For distributed training (running on multiple nodes), dstack uses system environment variables
(prefixed with dst_underscore) to propagate necessary information, such as the number
of GPUs per node, the world size, and the master node’s IP address. This ensures compatibility with
any distributed framework, such as Torch run, as dstack provides the expected connectivity and
resources.
3. Services (model inference)
For deploying models for production-grade inference, the configuration type is set to service. Services allow users to define commands, specify the endpoint, and configure autoscaling using a defined range of replicas (e.g., scaling from one to four instances) and specific rules. For advanced ingress handling and production deployment, users can also define and create a Gateway. Recently dstack announced SGLang Router support for optimized inference.
dstack config file example to deploy DeepSeek-R1-Distill-Llama 8B and 70B using SGLang
Fleets: GPU provisioning and cluster management
dstack manages compute resources through the concept of Fleets.
- Backend Fleets: These are dynamically and automatically provisioned through the configured cloud backends. A user can define a fixed number of nodes or a range (e.g., zero to ten nodes), and dstack provisions resources on demand. Supported providers include AWS, Azure, GCP, Lambda, Nebius, Vultr, CUDO, OCI, DataCrunch, AMD Developer Cloud, Digital Ocean, Hot Aisle, CloudRift, Runpod, and Vast.ai.

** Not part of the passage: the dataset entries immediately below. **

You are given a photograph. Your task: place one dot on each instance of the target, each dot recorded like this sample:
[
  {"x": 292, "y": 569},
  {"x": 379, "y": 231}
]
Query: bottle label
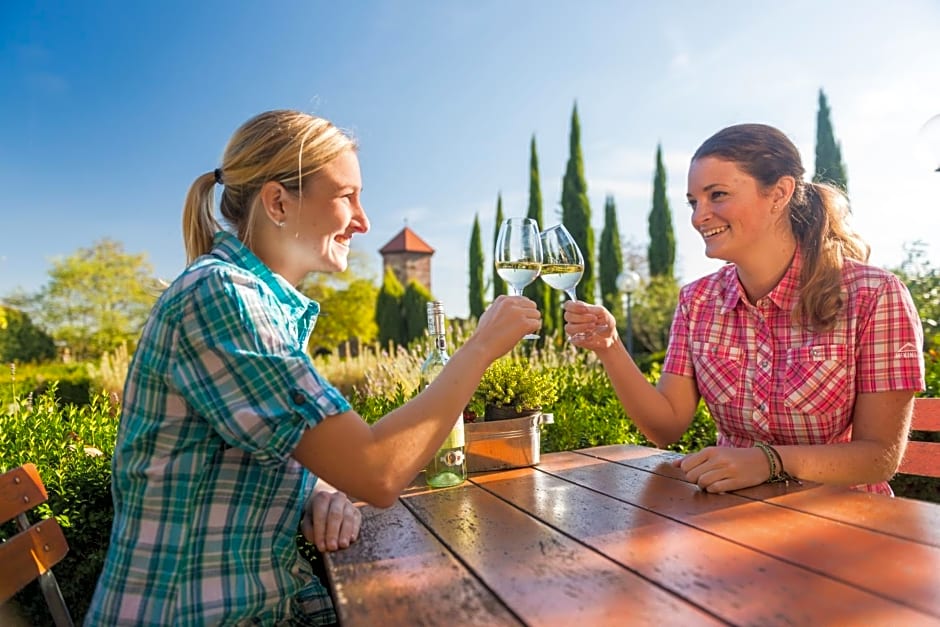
[{"x": 455, "y": 439}]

- SSH Fleets: For on-prem bare-metal servers, users list hostnames and SSH credentials. dstack automatically connects to the cluster, detects the hardware, and makes it available for workloads.
dstack offers provide list of available configured backends
A notable feature related to hardware utilization is Blocks. By default, dstack might only allocate a host if all GPUs are being used (if the machine is expensive). However, by setting the blocks property, teams can specify how many concurrent workloads are allowed to run on a single host, enabling finer-grained utilization of GPUs (e.g., allowing multiple workloads to share an 8-GPU host).

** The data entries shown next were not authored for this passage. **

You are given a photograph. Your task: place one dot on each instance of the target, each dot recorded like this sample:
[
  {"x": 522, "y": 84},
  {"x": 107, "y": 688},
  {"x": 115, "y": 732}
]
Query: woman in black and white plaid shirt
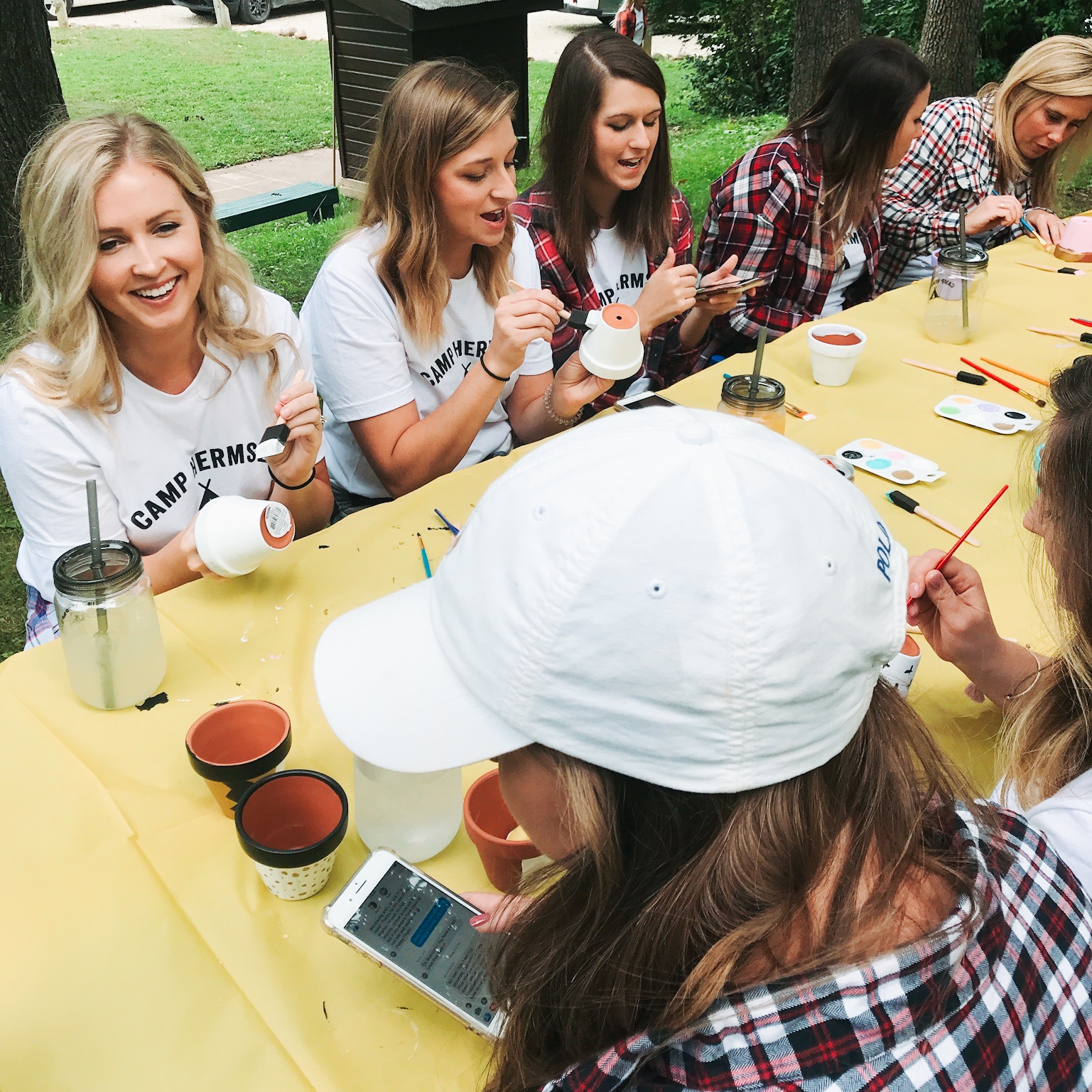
[{"x": 998, "y": 153}]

For more advanced setups, dstack supports Clusters. A cluster is a fleet with its placement set to cluster. This configuration ensures that the instances within the fleet are interconnected, enabling fast inter-node communication—crucial for tasks such as efficient distributed training.
Operational efficiency
Beyond core orchestration, dstack includes numerous features aimed at operational robustness:
- Metrics & Health: dstack collects metrics, detects GPU health (using tools like DCGM), and can export this data to Prometheus.
- Security: dstack supports centralized management and encryption of sensitive data through Secrets. The dstack team is actively exploring more advanced security and confidential orchestration, including decentralized approaches and integration with technologies like ZK (Zero Knowledge) and solutions from companies like Tinfoil and Fale.
- Scalability: For managing large clusters, the dstack Server (Control Plane) can be run in multiple replicas, utilizing PostgreSQL to store the state and ensure reliability and scalability.
- Dynamic Scheduling: While dynamic resource allocation is currently available for services based on load, the dstack team is actively interested in co-designing native features for reinforcement learning (RL). RL training often differs significantly from simple inference, and dstack is open to enhancing its interface to handle the dynamic resource needs of RL effectively.
dstack is an open-source project and welcomes user feedback and contribution. With frequent releases, the project is evolving rapidly to provide the most efficient, GPU-optimized interface for machine learning infrastructure.